An index (plural: indices) is the power, or exponent, of a number. For example, \( a^3 \) has an index of 3.

A surd is an irrational number that can be expressed with roots, such as \( \sqrt{2} \) or \( \sqrt[5]{19} \).

Technique

The manipulation of indices and surds can be a powerful tool for evaluating and simplifying expressions.

Let's start with some basic rules for operations with indices:

\[ \begin{align} x^m \times x^n &= x^{m+n} \\
\frac{x^m}{x^n} &= x^{m-n} \\
x^{-n} &= \frac{1}{x^n} \\
(x^m)^n &= x^{mn} \\
(xy)^{n} &= x^n y^n \\
\left(\frac{x}{y}\right)^m &= \frac{x^m}{y^m} \end{align} \]

Surds are just numbers with fractional indices, e.g. \( \sqrt[3]{7^2} = 7^{2/3} \). Any operation with indices can be applied to surds, and indices and surds are related through this rule:

\[ x^{m/n} = \sqrt[n]{x^m} \]

This allows us to group numbers together into forms that can be more convenient. Here are a couple examples:

Simplify: \( 2^5 \times 4^3 \)

\[ \begin{align} 2^5 \times 4^3 &= 2^5 \times (2^2)^3 \\ &= 2^5 \times 2^6 \\ &= 2^{11} \end{align} _\square \]

 

Simplify: \(\displaystyle \frac{(a^2)^4 b^7}{ab^{-2}} \)
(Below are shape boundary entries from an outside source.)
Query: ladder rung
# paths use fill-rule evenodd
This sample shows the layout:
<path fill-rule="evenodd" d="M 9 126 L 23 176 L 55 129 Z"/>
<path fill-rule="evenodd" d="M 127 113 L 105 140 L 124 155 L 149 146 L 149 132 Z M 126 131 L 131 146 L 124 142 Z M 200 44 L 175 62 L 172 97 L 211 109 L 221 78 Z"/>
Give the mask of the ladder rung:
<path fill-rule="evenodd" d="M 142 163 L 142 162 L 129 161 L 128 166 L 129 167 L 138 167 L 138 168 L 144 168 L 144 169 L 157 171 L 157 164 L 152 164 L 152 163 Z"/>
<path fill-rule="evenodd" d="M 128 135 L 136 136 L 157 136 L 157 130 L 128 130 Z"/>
\[ \begin{align} \frac{(a^2)^4 b^7}{ab^{-2}} &= \frac{a^8 b^7}{ab^{-2}} \\ &= \frac{a^7 b^7}{b^{-2}} \\ &= a^7 b^9 \end{align} _\square \]

Sometimes surds will appear in the dominator of an expression. You can rationalize the denominator by applying the following technique to a fraction of the form \( \frac{a}{b+\sqrt{c}} \):

\[ \frac{a}{b+\sqrt{c}} \left( \frac{b-\sqrt{c}}{b-\sqrt{c}} \right) = \frac{ab-a\sqrt{c}}{b^2 -c} \] For example:

Simplify: \( \displaystyle \frac{1}{2+\sqrt{5}} \)

\[ \begin{align} \frac{1}{2+\sqrt{5}} &= \frac{1}{2+\sqrt{5}} \left( \frac{2-\sqrt{5}}{2-\sqrt{5}} \right) \\ &= \frac{2-\sqrt{5}}{2^2 -5} \\ &= -2 + \sqrt{5} \end{align} _\square \]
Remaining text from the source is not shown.